Most companies that provide services to seniors, Theisen asserts, “build very definable need-driven or payer-driven models: ‘If Medicaid pays for that, I can build a business around it.’ What’s different about us is that our model is built on a platform that isn’t need-driven. It’s about how to create a quality of life.”
AgeWell’s holistic Life Care Management model focuses on seven elements of life, including physical health and well-being, cognitive health, social support, and finances, as well as the activities and plans a senior wishes to accomplish in his or her life.
After interviewing a senior and his or her family, AgeWell’s team builds a priority list and action plan around these seven elements. AgeWell then brings in services and resources to help the senior live the kind of life he or she wants to live. “Just because you’re old doesn’t mean that you can’t have fun and find a lot to get excited about,” Theisen says.
According to Theisen, most seniors don’t come to AgeWell until a health crisis forces them to. “Our society is more reactive than forward-thinking and planning,” he notes, adding that almost all of AgeWell’s roughly $9 million in annual revenues comes from private-pay or long-term care insurance. “We’re trying to educate seniors and communities to get us involved earlier so we can put a plan in place before a crisis hits. That will help them maintain a higher quality of life instead of being subjected to the rollercoaster phenomenon where there’s a crisis, the family rushes in, the system fixes them, they plateau for a while, and then they drop down into another crisis.”
More and more seniors have been willing to pay privately for AgeWell’s services because its life care managers, who help seniors meet the goals set around the seven elements, aren’t only working with them to maintain a better quality of life—they are helping them avoid spending more money in the long run on costly options such as nursing homes. “We believe that the best retirement home for most folks is their own home, to live wherever home is as long as possible,” Theisen says.
To raise awareness, AgeWell spent $250,000 to create a Navigation Kit that encourages seniors and their families to explore and discuss the seven elements of AgeWell’s Life Care Management plan. The kits, which are distributed free of charge, ask questions designed to give seniors greater control over their future years. They include materials from AARP as well as local organizations like the Minnesota HomeCare Association and Aging Services of Minnesota.

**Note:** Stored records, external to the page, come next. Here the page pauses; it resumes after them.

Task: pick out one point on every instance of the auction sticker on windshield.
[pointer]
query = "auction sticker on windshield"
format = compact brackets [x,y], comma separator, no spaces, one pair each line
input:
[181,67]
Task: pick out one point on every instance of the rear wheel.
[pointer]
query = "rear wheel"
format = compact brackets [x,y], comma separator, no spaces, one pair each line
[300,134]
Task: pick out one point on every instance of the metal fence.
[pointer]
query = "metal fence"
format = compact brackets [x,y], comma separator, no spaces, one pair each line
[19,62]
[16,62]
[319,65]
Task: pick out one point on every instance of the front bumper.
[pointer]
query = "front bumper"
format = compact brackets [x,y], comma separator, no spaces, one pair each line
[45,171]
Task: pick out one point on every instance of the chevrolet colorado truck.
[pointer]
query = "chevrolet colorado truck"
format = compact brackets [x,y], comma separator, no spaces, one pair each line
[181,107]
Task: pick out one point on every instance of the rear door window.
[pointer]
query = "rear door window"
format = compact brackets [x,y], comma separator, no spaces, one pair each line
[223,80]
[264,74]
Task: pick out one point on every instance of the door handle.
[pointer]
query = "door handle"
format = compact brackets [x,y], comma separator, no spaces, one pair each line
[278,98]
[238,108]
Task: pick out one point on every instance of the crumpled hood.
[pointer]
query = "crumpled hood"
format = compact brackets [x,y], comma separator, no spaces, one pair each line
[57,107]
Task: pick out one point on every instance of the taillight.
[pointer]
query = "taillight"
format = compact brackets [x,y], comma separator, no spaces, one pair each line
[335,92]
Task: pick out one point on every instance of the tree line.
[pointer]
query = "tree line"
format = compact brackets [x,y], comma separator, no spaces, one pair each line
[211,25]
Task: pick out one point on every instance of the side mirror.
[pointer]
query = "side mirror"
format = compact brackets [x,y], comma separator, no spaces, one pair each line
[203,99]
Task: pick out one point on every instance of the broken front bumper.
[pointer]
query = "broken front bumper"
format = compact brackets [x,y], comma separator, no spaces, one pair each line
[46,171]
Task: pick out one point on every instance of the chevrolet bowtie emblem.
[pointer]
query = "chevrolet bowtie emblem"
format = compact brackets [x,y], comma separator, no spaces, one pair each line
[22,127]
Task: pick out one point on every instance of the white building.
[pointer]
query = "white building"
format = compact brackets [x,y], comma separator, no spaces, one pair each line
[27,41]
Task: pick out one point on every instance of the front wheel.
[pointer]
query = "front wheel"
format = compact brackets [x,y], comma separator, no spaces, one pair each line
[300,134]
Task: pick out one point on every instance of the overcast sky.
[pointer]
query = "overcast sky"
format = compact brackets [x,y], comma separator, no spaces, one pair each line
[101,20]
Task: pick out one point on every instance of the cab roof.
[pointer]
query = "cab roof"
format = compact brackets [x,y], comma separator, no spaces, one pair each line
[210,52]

“AARP contributed materials to the kit because they felt it was a great proactive measure to help educate seniors and their families about planning,” Theisen notes. “We’ve only had the kit out for a few months, and it’s been exciting to hear the response from not only the health care community but from families and the community at large.”

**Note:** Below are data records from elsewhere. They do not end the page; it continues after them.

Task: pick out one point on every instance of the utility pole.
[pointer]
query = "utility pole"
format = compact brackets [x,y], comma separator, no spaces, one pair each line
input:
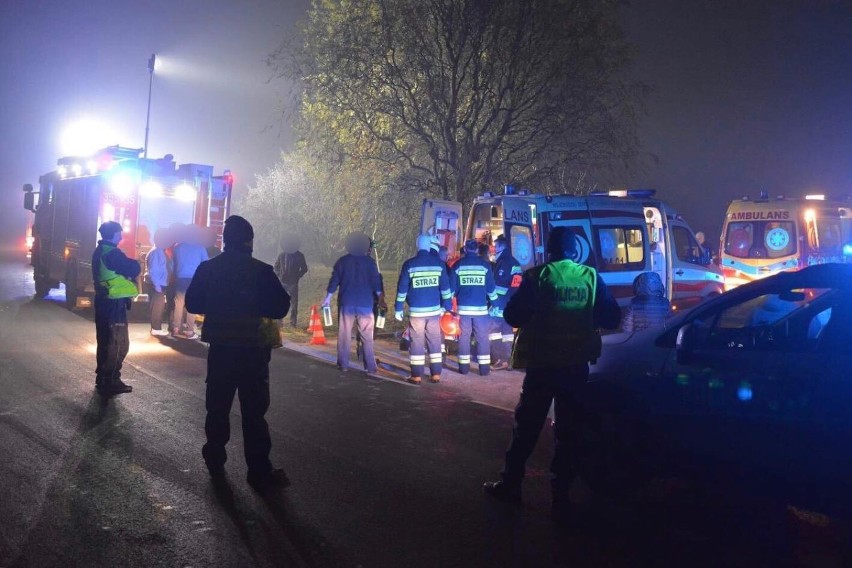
[152,63]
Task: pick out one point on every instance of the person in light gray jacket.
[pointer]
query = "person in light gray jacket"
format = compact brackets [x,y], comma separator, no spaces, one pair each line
[189,253]
[158,274]
[649,306]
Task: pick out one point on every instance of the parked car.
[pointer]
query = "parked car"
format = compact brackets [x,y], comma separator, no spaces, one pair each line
[756,382]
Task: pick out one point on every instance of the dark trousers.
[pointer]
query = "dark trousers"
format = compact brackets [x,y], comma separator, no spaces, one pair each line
[293,290]
[113,343]
[502,335]
[180,315]
[478,326]
[540,388]
[158,306]
[231,369]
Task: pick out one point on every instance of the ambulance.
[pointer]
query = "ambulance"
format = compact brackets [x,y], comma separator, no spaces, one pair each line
[620,233]
[765,236]
[115,184]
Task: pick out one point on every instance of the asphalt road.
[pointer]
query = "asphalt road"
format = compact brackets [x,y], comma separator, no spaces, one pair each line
[384,473]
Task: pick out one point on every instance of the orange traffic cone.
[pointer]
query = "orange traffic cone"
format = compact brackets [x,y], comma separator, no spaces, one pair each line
[315,327]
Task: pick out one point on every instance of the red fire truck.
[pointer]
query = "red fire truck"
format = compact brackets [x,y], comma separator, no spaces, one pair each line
[115,184]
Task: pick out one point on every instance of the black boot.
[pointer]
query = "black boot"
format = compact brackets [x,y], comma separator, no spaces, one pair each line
[502,491]
[119,387]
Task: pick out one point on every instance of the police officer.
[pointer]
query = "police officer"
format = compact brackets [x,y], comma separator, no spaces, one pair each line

While AgeWell’s revenues have enjoyed double-digit growth every year, Theisen’s big-picture vision goes beyond the company’s balance sheet: “Our goal is to break the crisis cycle and be a catalyst for change in how we care for seniors—not only here in Minnesota but across the country.”

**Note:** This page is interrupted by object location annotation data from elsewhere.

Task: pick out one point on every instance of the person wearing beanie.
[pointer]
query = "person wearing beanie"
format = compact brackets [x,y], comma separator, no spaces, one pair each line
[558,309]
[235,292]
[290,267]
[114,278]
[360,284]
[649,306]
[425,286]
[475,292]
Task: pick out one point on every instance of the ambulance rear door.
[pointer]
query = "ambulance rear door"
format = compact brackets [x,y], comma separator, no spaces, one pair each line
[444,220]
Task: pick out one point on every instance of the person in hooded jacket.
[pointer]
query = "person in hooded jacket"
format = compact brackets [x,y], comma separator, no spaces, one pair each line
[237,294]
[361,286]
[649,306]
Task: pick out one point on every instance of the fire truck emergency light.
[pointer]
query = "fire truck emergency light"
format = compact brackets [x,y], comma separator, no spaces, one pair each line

With the number of seniors age 85 and older projected to quadruple over the next 30 years, Theisen wants to shift the health care paradigm to focus on preventive, long-term life care management. “Ultimately, we want to be a repository of the best information in the market as well as a trusted advisor that seniors and their families can come to, whether they need home care or transportation or meals or social activities,” he says. “Seniors need somebody to help them understand the system and be an advocate for them within the system. We meet seniors on their terms and come at it from their priorities and not ours.”